S'agissant des conditions d'application, l'article L.230-3 dispose : "A défaut d'accord amiable à l'expiration du délai d'un an mentionné au premier alinéa, le juge de l'expropriation, saisi soit par le propriétaire, soit par la collectivité ou le service public qui a fait l'objet de la mise en demeure, prononce le transfert de propriété et fixe le prix de l'immeuble. Ce prix, y compris l'indemnité de remploi, est fixé et payé comme en matière d'expropriation, sans qu'il soit tenu compte des dispositions qui ont justifié le droit de délaissement ".
S'agissant du sort des inscriptions grevant le bien faisant l'objet du délaissement, l'article L.230-5 du même code précise que " L'acte ou la décision portant transfert de propriété éteint par lui-même et à sa date tous droits réels ou personnels existants sur les immeubles cédés même en l'absence de déclaration d'utilité publique antérieure. Les droits des créanciers inscrits sont reportés sur le prix dans les conditions prévues par l'article L12-3 du code de l'expropriation pour cause d'utilité publique ".
Ainsi, l'acte ou la décision judiciaire emportent les mêmes effets d'extinction des droits réels ou personnels que l'ordonnance d'expropriation tels qu'ils sont décrits au 1er alinéa de l'art L12-2 du code de l'expropriation.
Mais, s'il renvoie au code de l'expropriation (art L12-3) pour les conditions dans lesquelles se trouvent reportés les droits des créanciers sur le prix, l'article L230-5 précité est muet sur le sort des inscriptions éteintes et la constatation de cette extinction à la conservation des hypothèques. Il ne fait notamment pas référence au troisième alinéa de l'article L12-2 du dit code qui dispose " les inscriptions de privilèges ou d'hypothèques éteints par l'application des dispositions mentionnées ci-dessus sont périmées à l'expiration d'un délai de 6 mois à compter du jour de la publication de l'ordonnance devenue irrévocable, de l'acte de cession amiable passé après déclaration d'utilité publique ou de l'ordonnance de donné acte d'une vente antérieure à la déclaration d'utilité publique. Cette péremption ne pourra être constatée à la publicité foncière que sur justification, par tout intéressé, du caractère irrévocable ou définitif des procédures susvisées emportant extinction des droits réels ou personnels existant sur les immeubles expropriés ".
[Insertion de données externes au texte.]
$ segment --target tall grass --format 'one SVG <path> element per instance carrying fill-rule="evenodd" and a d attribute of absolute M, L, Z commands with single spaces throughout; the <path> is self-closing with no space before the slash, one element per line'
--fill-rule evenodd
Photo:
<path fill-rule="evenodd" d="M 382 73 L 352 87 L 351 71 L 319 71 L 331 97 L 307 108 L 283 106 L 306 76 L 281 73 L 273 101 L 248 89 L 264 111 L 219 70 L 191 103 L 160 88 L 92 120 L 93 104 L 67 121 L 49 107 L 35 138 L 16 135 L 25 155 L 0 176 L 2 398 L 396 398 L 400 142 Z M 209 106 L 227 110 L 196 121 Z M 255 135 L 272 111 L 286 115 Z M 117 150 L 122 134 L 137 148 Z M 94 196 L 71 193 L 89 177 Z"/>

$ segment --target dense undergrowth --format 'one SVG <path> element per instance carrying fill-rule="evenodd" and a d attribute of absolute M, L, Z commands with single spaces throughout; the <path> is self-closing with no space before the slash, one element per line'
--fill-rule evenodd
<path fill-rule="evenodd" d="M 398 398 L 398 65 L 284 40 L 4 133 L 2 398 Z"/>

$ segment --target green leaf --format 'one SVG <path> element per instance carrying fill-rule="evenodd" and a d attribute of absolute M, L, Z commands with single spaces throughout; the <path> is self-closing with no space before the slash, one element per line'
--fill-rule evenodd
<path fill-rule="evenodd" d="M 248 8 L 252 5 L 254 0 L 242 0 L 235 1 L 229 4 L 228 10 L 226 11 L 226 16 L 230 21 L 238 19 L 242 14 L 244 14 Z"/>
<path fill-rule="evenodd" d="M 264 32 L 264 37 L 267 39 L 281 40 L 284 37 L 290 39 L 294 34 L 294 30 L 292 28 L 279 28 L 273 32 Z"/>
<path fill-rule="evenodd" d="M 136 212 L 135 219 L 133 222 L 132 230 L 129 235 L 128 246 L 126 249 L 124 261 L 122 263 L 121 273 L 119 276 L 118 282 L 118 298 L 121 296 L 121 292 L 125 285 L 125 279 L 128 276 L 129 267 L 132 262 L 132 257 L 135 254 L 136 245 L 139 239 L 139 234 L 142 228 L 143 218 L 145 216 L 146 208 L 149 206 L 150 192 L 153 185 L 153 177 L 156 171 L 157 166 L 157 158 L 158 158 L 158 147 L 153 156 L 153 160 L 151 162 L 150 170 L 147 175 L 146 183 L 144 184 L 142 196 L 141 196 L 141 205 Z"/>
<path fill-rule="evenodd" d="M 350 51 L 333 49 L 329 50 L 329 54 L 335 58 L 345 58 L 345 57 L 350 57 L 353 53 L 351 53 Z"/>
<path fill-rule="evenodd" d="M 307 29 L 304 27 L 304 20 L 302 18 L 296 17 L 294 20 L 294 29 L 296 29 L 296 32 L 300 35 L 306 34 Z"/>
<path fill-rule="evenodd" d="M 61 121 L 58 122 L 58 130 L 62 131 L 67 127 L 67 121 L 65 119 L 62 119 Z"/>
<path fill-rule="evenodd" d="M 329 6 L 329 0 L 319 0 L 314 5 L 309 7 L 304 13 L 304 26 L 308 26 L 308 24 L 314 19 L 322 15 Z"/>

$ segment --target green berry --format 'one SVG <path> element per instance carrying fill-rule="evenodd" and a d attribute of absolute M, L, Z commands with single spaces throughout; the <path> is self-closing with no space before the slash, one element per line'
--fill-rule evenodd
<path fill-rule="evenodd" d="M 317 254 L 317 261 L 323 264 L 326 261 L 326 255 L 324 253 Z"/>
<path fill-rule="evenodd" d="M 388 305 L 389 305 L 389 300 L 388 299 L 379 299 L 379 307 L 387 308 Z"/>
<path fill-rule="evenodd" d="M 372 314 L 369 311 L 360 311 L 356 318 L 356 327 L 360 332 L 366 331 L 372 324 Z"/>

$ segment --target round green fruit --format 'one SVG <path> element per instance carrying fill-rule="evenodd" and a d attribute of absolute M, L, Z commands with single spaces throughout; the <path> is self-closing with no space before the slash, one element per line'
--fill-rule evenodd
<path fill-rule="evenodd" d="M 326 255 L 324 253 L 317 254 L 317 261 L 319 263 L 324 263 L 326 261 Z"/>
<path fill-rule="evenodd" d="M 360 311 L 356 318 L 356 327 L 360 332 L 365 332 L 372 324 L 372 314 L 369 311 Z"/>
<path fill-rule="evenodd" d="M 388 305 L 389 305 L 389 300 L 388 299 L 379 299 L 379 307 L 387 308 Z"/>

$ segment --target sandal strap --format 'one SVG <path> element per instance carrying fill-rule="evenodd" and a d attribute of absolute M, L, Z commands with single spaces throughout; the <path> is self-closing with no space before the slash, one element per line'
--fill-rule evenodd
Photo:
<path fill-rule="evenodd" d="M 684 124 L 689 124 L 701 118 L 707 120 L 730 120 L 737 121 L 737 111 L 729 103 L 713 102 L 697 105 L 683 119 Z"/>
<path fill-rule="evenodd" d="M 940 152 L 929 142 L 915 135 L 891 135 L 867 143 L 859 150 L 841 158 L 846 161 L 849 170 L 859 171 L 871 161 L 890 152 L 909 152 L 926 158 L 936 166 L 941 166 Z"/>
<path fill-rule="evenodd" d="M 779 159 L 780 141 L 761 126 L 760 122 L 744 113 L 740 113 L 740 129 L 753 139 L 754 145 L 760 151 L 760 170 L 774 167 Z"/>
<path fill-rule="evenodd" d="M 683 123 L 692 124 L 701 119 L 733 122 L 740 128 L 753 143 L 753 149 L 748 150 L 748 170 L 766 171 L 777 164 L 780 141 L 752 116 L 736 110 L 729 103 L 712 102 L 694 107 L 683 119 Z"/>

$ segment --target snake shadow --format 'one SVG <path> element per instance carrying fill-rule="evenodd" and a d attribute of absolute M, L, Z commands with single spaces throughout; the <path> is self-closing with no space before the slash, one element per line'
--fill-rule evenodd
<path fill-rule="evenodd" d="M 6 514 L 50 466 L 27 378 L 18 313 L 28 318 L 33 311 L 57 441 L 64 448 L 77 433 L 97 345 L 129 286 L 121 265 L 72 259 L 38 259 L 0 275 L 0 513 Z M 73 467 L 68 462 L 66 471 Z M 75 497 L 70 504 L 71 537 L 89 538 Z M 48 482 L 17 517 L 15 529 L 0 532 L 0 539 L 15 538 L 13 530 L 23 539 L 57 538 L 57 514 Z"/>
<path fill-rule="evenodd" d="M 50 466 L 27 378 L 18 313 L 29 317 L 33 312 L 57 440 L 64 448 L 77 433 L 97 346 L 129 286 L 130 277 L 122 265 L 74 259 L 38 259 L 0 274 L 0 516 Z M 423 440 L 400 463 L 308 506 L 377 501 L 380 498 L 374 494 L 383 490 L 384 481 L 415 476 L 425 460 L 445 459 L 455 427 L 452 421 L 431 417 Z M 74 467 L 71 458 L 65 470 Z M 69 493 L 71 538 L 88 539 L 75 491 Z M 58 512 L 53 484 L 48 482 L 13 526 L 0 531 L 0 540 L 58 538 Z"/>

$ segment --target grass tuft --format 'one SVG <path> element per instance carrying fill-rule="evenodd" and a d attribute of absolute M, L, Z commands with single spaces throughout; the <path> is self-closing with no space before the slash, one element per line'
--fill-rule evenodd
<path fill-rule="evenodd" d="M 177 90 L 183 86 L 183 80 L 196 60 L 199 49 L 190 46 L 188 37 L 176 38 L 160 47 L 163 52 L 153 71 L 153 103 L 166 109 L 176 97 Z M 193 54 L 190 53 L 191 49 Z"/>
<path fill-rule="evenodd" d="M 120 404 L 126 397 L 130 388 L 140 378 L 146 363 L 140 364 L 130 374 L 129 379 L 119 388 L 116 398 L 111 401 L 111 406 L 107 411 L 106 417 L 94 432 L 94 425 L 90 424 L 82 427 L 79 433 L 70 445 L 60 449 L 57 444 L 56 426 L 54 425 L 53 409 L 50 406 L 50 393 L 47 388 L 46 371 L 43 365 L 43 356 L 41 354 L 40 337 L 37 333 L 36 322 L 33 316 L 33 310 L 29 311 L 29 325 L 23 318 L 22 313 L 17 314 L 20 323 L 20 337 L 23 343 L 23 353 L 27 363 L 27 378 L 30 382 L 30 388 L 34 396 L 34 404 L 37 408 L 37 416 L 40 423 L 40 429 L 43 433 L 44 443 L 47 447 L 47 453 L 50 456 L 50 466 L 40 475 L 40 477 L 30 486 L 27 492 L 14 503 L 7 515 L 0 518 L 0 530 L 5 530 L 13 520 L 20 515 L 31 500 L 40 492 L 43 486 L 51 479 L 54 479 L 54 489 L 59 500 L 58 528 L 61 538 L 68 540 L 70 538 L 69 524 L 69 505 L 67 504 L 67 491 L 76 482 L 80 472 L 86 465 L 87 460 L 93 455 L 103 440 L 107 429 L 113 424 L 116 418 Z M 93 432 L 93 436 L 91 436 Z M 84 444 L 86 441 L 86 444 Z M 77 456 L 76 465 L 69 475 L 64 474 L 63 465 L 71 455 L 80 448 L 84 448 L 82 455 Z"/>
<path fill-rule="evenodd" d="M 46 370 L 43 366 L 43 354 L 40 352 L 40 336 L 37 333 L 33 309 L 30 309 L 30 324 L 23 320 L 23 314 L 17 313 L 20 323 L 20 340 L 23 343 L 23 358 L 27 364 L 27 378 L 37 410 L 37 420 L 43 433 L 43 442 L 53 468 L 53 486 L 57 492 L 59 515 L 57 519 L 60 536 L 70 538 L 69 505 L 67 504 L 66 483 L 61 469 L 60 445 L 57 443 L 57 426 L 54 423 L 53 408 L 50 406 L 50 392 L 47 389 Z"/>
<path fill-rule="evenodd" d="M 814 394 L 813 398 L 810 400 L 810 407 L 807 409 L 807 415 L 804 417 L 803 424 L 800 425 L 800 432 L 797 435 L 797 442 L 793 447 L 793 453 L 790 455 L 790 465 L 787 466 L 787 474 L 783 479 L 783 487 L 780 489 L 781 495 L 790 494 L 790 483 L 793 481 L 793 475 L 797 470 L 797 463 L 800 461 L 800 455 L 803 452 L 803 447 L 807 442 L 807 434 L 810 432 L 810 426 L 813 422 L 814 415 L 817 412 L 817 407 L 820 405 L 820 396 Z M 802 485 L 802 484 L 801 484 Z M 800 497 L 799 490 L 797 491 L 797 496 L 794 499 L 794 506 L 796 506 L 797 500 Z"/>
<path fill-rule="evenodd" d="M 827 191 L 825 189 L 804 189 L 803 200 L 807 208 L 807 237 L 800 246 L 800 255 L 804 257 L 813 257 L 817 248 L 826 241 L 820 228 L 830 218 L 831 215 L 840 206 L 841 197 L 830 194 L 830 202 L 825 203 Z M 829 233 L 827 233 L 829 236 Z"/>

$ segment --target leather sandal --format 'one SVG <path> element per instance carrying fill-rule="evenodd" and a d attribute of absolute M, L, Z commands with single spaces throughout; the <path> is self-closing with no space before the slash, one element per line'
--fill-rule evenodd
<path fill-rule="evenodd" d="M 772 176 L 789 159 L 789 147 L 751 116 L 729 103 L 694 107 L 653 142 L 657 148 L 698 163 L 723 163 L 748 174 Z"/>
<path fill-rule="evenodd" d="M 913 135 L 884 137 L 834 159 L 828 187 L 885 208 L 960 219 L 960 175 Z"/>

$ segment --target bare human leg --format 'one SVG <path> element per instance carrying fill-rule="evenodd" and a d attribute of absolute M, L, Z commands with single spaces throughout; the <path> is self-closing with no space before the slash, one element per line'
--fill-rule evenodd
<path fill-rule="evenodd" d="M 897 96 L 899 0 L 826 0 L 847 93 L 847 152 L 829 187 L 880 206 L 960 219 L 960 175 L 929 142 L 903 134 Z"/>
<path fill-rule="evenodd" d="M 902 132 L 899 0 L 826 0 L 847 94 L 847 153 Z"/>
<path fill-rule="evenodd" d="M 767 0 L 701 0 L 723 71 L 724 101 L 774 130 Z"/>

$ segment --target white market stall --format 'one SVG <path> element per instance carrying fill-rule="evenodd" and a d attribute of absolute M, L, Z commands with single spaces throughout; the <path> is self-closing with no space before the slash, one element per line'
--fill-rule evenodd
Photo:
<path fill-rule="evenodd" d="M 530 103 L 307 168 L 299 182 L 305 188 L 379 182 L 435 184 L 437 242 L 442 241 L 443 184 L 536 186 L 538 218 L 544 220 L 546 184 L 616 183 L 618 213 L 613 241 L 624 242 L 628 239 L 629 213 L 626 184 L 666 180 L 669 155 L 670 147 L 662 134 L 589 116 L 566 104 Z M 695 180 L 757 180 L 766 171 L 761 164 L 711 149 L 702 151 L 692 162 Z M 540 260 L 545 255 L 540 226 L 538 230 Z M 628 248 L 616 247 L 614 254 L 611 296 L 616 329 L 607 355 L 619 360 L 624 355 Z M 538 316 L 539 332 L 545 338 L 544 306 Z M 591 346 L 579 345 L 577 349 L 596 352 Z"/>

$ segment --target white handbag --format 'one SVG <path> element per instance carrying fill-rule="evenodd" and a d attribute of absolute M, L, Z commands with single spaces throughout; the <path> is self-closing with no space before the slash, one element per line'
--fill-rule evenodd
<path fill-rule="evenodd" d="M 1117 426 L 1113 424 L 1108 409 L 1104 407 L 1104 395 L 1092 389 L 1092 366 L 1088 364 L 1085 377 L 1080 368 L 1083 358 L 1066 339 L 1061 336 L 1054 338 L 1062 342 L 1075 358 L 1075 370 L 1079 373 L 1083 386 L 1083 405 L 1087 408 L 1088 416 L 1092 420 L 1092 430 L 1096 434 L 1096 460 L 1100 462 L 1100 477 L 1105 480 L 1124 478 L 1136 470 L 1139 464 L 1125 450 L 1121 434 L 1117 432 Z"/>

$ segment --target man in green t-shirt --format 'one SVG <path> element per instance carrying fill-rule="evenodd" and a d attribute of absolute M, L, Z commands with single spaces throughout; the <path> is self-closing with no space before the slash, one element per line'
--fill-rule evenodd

On pourrait donc en conclure que le législateur n'a pas souhaité étendre au droit de délaissement le dispositif prévu pour les expropriations s'agissant de la péremption des Inscriptions.
Toutefois, on observera que le quatrième et dernier alinéa de l'article L12-2 du code de l'expropriation indique que ses dispositions " sont applicables aux acquisitions réalisées dans les conditions prévues aux articles L123-9 et L 213-5 du code de l'urbanisme. ". Or, dans sa version applicable à la date de rédaction de l'article L12-2 du code de l'expropriation ( la loi 85-729 du 18/07/1985), qui n'a pas été modifié depuis, l'art L123-9 du code de l'urbanisme concerne le droit de délaissement pris dans tous ses aspects, dispositions qui, depuis la loi 2008-1208 du 13/12/2000 sont reprises :
- pour le premier alinéa, à l'article L123-17 (les mots " plans d'occupation des sols " y étant remplacés par " plans d'urbanisme "),
- pour les modalités pratiques d'application qui figuraient dans les alinéas 2 à 5, aux articles L230-1 à L230-5.
Au demeurant, l'article L123-9 actuel contient les dispositions relatives aux conditions d'établissement des plans d'urbanisme dans lesquels s'inscrit l'exercice du droit de délaissement.
Compte tenu de ceci, il y a lieu de considérer que le dispositif décrit au troisième alinéa de cet article doit s'appliquer aux opérations s'inscrivant dans le cadre de l'art L123-17 et L 230-1 du code de l'urbanisme qui reprennent les dispositions de l'ancien art L123-9.
S'agissant du point de départ du délai de six mois, on retiendra la date de publication du jugement portant transfert de propriété devenu irrévocable, ou celle de la publication de l'acte de cession amiable.
Ainsi, s'agissant de la procédure visée dans la question, dès lors que le jugement portant transfert de propriété est devenu définitif, il y aura lieu de déférer à la demande de l'avocat pour ce qui concerne les inscriptions.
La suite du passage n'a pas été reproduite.